Intrathecal injection of autologous macrophages genetically modified to secrete BDNF by ex vivo electroporation improves hind limbs motor function after thoracic spinal cord injury in rats

Research Project

Project/Area Number	23592168
Research Category	Grant-in-Aid for Scientific Research (C)
Allocation Type	Multi-year Fund
Section	一般
Research Field	Orthopaedic surgery
Research Institution	Ehime University
Principal Investigator	OGATA Tadanori 愛媛大学, 医学部附属病院, 講師 (30291503)
Co-Investigator(Kenkyū-buntansha)	MORINO Tadao 愛媛大学, 医学部附属病院, 講師 (20380248) HORIUCHI Hideki 愛媛大学, 医学部附属病院, 助教(病院教員) (60598762)
Project Period (FY)	2011 – 2013
Project Status	Completed (Fiscal Year 2013)

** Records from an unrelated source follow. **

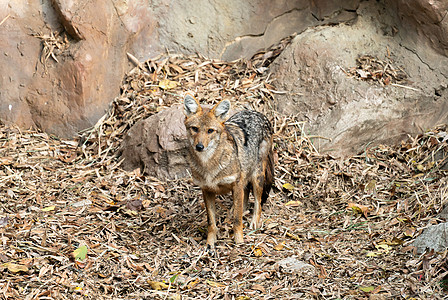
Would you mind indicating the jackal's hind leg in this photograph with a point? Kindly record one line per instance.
(238, 209)
(257, 184)
(209, 199)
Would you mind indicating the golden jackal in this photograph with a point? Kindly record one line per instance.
(229, 155)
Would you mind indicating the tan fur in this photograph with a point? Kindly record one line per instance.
(221, 162)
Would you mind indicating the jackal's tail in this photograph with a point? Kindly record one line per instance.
(268, 177)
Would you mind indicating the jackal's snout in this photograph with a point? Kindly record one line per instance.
(199, 147)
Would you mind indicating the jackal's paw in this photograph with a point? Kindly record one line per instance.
(239, 238)
(210, 250)
(255, 224)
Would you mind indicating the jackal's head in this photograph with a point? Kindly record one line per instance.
(204, 126)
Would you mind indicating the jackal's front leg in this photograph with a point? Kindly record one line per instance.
(238, 210)
(209, 199)
(258, 190)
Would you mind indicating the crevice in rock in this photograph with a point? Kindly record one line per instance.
(239, 38)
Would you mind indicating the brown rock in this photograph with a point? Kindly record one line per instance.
(157, 145)
(59, 81)
(356, 114)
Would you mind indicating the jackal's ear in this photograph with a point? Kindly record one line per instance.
(191, 106)
(221, 110)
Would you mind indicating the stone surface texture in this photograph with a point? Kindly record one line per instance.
(355, 114)
(63, 61)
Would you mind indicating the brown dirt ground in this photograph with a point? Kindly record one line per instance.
(352, 219)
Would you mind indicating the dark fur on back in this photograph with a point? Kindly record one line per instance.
(255, 128)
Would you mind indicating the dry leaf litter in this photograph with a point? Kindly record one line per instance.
(74, 224)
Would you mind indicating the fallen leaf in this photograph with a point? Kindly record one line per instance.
(366, 289)
(215, 284)
(288, 186)
(49, 208)
(293, 203)
(167, 84)
(358, 208)
(280, 246)
(258, 252)
(409, 231)
(80, 253)
(158, 286)
(15, 268)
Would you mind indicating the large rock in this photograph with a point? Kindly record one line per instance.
(434, 237)
(62, 63)
(157, 145)
(355, 114)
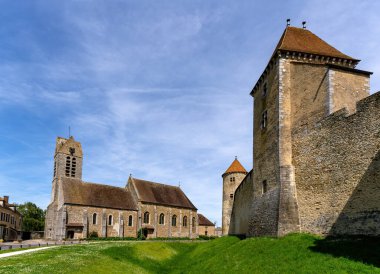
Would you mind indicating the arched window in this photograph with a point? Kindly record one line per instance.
(146, 217)
(130, 220)
(68, 163)
(265, 186)
(161, 221)
(174, 220)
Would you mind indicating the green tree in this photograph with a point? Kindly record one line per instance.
(33, 217)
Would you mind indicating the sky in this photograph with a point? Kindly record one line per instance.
(156, 89)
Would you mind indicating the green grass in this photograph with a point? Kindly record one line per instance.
(300, 253)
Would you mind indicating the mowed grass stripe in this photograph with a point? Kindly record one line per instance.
(299, 253)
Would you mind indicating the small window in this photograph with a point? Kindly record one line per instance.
(130, 220)
(161, 221)
(264, 120)
(265, 186)
(146, 218)
(265, 90)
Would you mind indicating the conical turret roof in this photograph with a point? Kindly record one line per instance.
(235, 167)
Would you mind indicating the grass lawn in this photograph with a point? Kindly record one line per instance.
(299, 253)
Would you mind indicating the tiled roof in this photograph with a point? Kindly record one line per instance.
(156, 193)
(80, 193)
(202, 220)
(236, 166)
(302, 40)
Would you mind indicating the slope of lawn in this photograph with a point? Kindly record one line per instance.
(299, 253)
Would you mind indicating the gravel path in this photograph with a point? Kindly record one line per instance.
(24, 251)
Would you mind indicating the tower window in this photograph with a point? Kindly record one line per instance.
(162, 219)
(130, 220)
(265, 186)
(265, 90)
(146, 218)
(264, 119)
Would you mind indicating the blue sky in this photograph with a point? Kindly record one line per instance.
(159, 89)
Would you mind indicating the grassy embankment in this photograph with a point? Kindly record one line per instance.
(292, 254)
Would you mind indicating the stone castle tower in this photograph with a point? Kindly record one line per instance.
(316, 145)
(231, 180)
(68, 160)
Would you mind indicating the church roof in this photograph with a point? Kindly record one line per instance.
(236, 166)
(202, 220)
(302, 40)
(155, 193)
(78, 192)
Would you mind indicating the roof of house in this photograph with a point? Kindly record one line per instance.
(304, 41)
(202, 220)
(236, 166)
(78, 192)
(155, 193)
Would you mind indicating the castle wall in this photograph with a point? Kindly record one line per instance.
(347, 87)
(337, 170)
(167, 230)
(242, 205)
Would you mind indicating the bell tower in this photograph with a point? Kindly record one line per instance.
(68, 158)
(232, 178)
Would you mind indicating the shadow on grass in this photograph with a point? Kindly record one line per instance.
(361, 249)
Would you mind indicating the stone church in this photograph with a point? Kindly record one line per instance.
(79, 209)
(316, 146)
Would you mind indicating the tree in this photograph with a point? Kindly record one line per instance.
(33, 217)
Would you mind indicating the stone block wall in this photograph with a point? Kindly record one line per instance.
(337, 170)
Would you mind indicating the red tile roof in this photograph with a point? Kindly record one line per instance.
(302, 40)
(80, 193)
(236, 166)
(202, 220)
(156, 193)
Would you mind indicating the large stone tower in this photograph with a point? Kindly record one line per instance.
(68, 158)
(231, 180)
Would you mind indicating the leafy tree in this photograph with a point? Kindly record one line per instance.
(33, 217)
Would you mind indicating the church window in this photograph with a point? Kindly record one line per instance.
(174, 220)
(146, 217)
(68, 163)
(265, 186)
(130, 220)
(264, 119)
(265, 90)
(161, 221)
(94, 218)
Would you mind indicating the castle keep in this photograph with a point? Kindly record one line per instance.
(79, 209)
(316, 145)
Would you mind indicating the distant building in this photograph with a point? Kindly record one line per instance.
(316, 145)
(10, 221)
(79, 209)
(206, 227)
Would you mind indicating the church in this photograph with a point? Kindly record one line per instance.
(316, 146)
(81, 209)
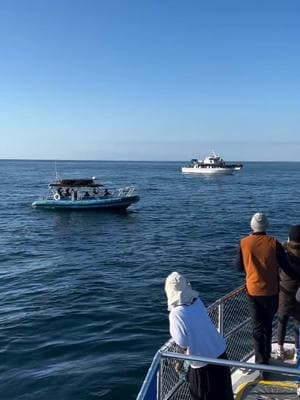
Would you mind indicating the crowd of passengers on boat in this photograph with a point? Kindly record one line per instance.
(272, 280)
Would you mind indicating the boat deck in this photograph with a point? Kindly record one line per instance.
(231, 316)
(249, 385)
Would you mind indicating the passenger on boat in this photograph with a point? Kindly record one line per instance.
(195, 334)
(298, 353)
(288, 306)
(260, 256)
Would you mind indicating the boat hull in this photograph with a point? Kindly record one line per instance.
(208, 171)
(93, 204)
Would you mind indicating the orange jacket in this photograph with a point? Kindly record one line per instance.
(260, 264)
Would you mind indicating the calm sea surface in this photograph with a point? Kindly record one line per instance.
(82, 305)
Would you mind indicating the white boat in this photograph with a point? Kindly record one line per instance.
(82, 194)
(231, 316)
(212, 164)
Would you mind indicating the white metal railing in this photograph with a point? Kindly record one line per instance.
(230, 315)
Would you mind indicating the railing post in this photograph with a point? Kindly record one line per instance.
(221, 317)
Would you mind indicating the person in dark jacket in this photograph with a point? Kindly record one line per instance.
(288, 305)
(260, 257)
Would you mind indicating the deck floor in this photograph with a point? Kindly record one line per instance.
(250, 386)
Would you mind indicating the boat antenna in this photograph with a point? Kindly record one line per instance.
(56, 173)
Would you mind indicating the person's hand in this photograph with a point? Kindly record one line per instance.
(178, 366)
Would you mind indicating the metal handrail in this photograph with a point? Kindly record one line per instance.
(150, 376)
(231, 363)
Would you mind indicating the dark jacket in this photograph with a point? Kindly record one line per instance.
(288, 304)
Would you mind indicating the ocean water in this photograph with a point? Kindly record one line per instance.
(82, 305)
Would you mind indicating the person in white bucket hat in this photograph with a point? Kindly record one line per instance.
(195, 334)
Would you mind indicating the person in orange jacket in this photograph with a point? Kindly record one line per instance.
(260, 257)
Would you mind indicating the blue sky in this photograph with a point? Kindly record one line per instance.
(149, 79)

Budget Amount *help	¥5,200,000 (Direct Cost: ¥4,000,000、Indirect Cost: ¥1,200,000) Fiscal Year 2013: ¥1,040,000 (Direct Cost: ¥800,000、Indirect Cost: ¥240,000) Fiscal Year 2012: ¥1,950,000 (Direct Cost: ¥1,500,000、Indirect Cost: ¥450,000) Fiscal Year 2011: ¥2,210,000 (Direct Cost: ¥1,700,000、Indirect Cost: ¥510,000)

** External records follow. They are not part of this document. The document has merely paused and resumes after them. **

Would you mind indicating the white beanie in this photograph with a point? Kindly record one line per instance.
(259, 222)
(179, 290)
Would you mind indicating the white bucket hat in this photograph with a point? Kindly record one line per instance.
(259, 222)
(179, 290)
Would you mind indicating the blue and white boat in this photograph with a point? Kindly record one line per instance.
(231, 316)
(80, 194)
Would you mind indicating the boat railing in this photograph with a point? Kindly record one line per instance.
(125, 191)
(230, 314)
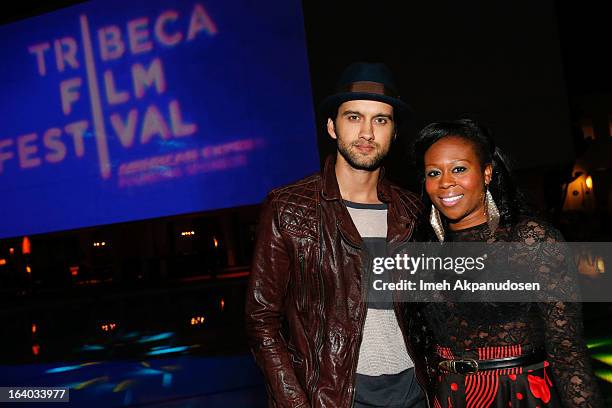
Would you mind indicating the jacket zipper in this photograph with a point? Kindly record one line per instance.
(408, 349)
(319, 336)
(302, 301)
(364, 311)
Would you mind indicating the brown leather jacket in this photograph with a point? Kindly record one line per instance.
(304, 306)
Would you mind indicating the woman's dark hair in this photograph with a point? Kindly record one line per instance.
(508, 199)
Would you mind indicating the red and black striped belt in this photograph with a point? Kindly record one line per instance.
(470, 366)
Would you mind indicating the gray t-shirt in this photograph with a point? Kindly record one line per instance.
(384, 377)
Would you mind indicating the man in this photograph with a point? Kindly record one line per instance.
(317, 338)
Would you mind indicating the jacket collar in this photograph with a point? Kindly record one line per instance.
(331, 191)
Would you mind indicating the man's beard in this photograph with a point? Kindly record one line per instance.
(359, 162)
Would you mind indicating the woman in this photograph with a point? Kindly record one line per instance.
(528, 354)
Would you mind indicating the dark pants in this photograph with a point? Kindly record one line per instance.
(393, 391)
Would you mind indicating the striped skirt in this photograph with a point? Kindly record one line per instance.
(517, 387)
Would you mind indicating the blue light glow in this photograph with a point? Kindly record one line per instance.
(62, 369)
(168, 350)
(156, 337)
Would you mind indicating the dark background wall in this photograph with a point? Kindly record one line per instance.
(499, 62)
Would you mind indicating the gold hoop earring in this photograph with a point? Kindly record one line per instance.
(436, 223)
(491, 211)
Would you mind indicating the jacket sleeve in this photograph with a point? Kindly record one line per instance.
(266, 294)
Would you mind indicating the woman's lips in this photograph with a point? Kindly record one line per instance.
(451, 200)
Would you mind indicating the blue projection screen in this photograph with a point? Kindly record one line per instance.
(117, 110)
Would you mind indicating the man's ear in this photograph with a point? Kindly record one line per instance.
(331, 128)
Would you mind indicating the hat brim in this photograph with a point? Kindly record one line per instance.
(330, 104)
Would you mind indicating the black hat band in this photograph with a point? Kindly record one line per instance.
(369, 87)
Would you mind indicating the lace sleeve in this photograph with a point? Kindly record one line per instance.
(564, 341)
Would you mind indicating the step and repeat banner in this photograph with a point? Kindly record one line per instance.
(112, 111)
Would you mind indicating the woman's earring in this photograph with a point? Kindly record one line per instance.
(491, 211)
(436, 223)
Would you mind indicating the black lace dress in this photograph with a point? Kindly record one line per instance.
(498, 330)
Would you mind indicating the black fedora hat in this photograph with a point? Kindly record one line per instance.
(369, 81)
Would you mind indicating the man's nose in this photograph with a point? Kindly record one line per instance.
(367, 130)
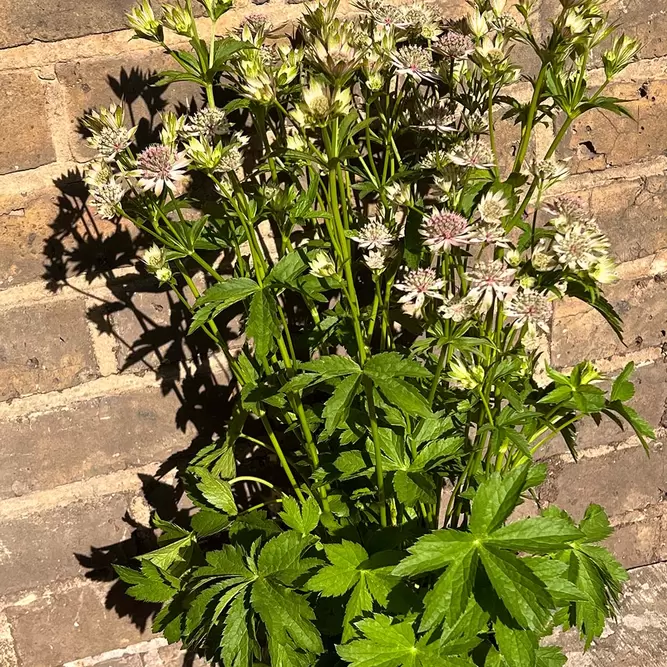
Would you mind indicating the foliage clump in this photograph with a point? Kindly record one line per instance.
(394, 268)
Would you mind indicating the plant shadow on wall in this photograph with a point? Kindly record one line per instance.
(392, 361)
(148, 327)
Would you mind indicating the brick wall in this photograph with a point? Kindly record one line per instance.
(100, 389)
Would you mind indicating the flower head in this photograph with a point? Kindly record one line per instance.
(160, 167)
(445, 230)
(454, 45)
(493, 207)
(414, 61)
(418, 285)
(529, 307)
(473, 153)
(322, 265)
(208, 124)
(373, 236)
(109, 134)
(491, 279)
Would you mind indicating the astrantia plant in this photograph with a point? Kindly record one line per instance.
(395, 287)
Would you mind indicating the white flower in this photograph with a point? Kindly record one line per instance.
(458, 309)
(322, 265)
(160, 167)
(529, 307)
(418, 285)
(491, 279)
(373, 236)
(208, 124)
(445, 230)
(493, 207)
(415, 62)
(472, 153)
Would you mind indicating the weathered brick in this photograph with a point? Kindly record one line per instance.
(68, 625)
(25, 138)
(631, 213)
(620, 481)
(639, 638)
(100, 82)
(44, 347)
(42, 547)
(89, 438)
(642, 304)
(48, 235)
(24, 22)
(600, 139)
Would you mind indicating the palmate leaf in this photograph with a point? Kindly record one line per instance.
(262, 324)
(387, 644)
(304, 517)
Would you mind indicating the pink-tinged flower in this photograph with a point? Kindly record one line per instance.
(529, 307)
(445, 230)
(418, 285)
(160, 167)
(373, 236)
(491, 279)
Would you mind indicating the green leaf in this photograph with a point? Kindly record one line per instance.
(414, 487)
(595, 524)
(622, 389)
(434, 551)
(228, 292)
(517, 646)
(524, 595)
(282, 553)
(216, 491)
(343, 573)
(332, 367)
(287, 615)
(449, 597)
(393, 364)
(150, 584)
(550, 656)
(387, 644)
(208, 522)
(237, 641)
(289, 268)
(337, 407)
(496, 499)
(404, 396)
(301, 518)
(263, 325)
(536, 535)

Keywords	Spinal cord injury / rat / macrophage / gene therapy / BDNF / spinal cord
Research Abstract	In order to develop an effective substance-delivery system for the treatment of spinal cord injury, we tried to overexpress BDNF protein in injury site by the transplantation of gene-modified autologous macrophages by lumbar puncture. Rat spinal cord injury was performed at the 11th thoracic vertebral level using a MASCIS impactor. Intrathecal injection of autologous macrophages genetically modified to secrete BDNF were injected into the subarachnoid space by lumbar puncture. Injected macrophages migrated and concentrated in the injured portion of the spinal cord and expressed GFP and BDNF proteins. The hind-limb function, evaluated by the BBB scale, in the BDNF-gene transferred animals, was significantly better than that in the vehicle animals from two weeks to eight weeks after the SCI. These results suggest that transplantation of gene-transfected autologous macrophages by lumbar puncture successfully improved hind-limb motor function via BDNF production after spinal cord injury.